Yellowstone 003 1 300x199 Armed park rangers hold senior tour group captive

Stories of citizen mistreatment have abounded during the first week of the federal government shutdown. From World War II veterans being threatened with arrest for visiting the memorial dedicated to their service to a man being fined $100 for taking a jog at Valley Forge National Historical Park, it has become obvious that this administration intends to make this congressional stalemate as difficult as possible for the average citizen.

One of the most unconscionable incidents of shutdown enforcement involved a group of senior citizens on a tour of the nation’s landmarks.
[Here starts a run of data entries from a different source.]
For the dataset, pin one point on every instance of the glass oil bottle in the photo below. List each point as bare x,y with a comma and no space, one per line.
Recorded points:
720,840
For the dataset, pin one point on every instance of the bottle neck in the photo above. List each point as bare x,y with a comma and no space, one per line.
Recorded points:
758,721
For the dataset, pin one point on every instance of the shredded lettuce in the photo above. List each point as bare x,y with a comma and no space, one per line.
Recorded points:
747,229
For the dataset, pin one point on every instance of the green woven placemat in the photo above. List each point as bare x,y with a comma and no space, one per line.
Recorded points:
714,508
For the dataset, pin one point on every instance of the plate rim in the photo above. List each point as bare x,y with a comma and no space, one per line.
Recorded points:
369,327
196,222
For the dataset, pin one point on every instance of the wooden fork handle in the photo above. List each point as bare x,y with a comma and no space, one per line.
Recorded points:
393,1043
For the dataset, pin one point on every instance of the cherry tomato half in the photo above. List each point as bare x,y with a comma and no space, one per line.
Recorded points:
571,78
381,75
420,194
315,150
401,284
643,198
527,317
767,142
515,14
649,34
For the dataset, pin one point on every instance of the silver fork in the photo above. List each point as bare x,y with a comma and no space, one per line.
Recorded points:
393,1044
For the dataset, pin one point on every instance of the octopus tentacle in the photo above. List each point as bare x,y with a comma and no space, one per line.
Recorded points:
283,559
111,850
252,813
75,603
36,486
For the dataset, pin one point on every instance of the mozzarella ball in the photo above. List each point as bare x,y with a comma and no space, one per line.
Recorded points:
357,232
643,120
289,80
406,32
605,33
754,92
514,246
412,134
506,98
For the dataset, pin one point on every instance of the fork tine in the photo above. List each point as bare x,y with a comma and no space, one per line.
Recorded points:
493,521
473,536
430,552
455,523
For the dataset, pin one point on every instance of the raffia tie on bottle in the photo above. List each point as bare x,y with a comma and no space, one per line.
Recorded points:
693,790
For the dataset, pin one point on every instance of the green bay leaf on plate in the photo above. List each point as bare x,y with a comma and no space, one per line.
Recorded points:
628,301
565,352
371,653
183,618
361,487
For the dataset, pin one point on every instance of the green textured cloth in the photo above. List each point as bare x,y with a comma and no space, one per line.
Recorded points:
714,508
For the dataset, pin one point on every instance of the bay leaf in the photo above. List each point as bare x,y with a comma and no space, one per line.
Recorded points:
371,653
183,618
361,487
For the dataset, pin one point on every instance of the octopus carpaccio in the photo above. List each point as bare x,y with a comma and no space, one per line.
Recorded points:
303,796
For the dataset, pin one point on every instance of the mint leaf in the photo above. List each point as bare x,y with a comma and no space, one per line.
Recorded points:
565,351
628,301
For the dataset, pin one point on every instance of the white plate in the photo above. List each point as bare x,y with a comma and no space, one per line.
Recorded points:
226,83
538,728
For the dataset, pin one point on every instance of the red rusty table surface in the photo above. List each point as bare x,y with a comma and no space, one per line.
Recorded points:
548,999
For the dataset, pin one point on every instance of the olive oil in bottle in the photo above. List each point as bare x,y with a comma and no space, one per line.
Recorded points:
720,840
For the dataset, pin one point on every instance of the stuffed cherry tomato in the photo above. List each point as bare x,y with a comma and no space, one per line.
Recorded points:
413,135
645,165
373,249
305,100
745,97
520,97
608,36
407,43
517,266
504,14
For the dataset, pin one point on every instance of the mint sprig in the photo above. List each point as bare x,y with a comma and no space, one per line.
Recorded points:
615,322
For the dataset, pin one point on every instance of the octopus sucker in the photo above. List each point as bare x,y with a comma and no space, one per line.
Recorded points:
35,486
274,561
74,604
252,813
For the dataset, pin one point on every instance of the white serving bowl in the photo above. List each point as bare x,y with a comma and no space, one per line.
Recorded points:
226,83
The group pulled into Yellowstone National Guard just before the shutdown took effect and, according to one tourist, the vacation quickly devolved into a confusing, frightening experience.

“It was like they brought out the armed forces,” said Pat Vaillancort, explaining the group was locked inside a hotel for several hours under the authority of park rangers with firearms.
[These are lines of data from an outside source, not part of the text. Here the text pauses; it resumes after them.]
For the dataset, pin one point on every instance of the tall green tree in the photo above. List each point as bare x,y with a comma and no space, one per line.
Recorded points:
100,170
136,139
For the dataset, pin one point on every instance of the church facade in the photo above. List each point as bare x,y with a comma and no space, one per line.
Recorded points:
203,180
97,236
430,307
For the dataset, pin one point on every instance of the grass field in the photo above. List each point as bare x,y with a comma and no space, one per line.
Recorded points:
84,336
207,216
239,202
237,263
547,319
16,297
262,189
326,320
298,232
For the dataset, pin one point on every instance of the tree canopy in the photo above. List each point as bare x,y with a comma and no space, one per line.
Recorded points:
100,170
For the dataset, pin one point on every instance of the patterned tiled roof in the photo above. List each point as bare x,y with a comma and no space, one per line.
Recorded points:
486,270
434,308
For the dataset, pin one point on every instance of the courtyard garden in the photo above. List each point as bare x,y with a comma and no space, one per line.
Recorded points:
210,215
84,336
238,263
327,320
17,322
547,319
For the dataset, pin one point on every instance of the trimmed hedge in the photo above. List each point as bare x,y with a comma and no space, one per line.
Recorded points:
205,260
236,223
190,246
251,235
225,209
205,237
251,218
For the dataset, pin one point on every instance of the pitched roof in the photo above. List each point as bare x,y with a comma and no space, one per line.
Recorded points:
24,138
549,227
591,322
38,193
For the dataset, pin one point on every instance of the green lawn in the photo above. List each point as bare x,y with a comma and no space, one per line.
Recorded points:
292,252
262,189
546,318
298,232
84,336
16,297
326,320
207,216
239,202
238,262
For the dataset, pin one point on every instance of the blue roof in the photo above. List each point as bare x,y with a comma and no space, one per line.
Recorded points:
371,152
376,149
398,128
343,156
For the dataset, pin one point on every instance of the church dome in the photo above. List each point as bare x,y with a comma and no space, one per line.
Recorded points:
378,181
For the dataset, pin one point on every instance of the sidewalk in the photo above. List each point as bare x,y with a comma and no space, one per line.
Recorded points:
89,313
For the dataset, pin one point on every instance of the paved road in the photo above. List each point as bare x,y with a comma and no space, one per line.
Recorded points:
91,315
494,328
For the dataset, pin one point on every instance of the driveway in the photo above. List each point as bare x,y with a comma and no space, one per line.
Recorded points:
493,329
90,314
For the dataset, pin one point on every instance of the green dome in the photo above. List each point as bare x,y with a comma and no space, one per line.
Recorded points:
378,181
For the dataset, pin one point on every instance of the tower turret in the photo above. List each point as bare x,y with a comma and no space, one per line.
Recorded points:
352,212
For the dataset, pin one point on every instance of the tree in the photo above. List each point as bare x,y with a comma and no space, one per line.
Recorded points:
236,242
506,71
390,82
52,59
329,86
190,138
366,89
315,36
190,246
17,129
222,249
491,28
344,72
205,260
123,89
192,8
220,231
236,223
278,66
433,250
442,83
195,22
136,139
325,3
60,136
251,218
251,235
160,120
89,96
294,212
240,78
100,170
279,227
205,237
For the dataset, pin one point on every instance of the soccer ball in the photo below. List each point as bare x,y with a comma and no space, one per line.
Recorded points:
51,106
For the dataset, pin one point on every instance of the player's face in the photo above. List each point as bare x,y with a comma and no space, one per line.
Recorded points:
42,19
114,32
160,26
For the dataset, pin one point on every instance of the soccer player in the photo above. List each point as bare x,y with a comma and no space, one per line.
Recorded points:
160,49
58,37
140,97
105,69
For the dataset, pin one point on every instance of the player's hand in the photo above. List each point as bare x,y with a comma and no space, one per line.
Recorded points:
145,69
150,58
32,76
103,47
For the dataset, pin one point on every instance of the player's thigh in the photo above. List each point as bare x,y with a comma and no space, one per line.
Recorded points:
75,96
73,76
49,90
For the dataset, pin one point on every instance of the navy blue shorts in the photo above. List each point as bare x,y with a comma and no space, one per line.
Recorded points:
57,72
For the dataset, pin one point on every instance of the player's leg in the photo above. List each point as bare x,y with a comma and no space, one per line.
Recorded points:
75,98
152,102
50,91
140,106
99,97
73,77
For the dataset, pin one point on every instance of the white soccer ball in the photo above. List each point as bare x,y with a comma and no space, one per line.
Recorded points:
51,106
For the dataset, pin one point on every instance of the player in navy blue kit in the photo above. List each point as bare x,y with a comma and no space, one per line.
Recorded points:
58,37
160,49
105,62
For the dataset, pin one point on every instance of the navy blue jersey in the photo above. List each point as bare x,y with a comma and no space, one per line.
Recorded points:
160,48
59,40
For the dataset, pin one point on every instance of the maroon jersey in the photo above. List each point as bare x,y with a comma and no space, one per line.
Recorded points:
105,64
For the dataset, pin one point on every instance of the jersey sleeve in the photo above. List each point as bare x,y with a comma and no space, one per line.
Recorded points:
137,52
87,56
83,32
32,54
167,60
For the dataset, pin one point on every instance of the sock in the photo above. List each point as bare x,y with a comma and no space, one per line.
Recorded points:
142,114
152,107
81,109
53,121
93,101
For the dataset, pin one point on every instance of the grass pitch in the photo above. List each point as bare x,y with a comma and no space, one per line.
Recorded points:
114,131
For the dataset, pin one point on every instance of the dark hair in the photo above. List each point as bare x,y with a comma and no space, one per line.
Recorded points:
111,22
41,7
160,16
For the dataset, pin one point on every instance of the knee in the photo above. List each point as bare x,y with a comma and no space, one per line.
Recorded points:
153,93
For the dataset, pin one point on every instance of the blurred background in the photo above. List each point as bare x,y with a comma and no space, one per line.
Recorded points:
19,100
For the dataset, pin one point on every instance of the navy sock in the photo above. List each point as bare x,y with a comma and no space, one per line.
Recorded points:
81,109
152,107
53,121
Many on the tour, including some from foreign countries, believed they were under arrest, she added.

Though they were ultimately allowed to stay for a short time, given the fact they had reservations at the hotel, Vaillancort said that the entire experience was sullied by the harsh actions of federal authorities.

The group of about 50 tourists was prohibited from any forms of recreation while on the property. When a herd of bison came near, a ranger informed passengers that they were prohibited from taking photos.

When tour guide Gordon Hodgson tried to explain the situation, Vaillancort said the ranger “responded and said, ‘Sir, you are recreating,’ and her tone became very aggressive.”

Unsurprisingly, famous sites such as the Old Faithful geyser were closed and protected by barricades and park staff. The group was not even allowed to go outside once at the hotel.

When the group finally left the park, they were told they could not stop for any reason until their bus had left federal land. This restriction included restroom stops during the nearly three hour trek to a nearby town, Vaillancort said.

Hodgson later described the park rangers’ actions as “Gestapo tactics,” and Vaillancort said that many of those on the trip left with a negative impression of the U.S.

“A lot of people who were foreign said they wouldn’t come back,” she noted.

This unjustifiable treatment of elderly tourists certainly lends credence to one park ranger’s accusation that he and his colleagues were “told to make life as difficult for people as we can.”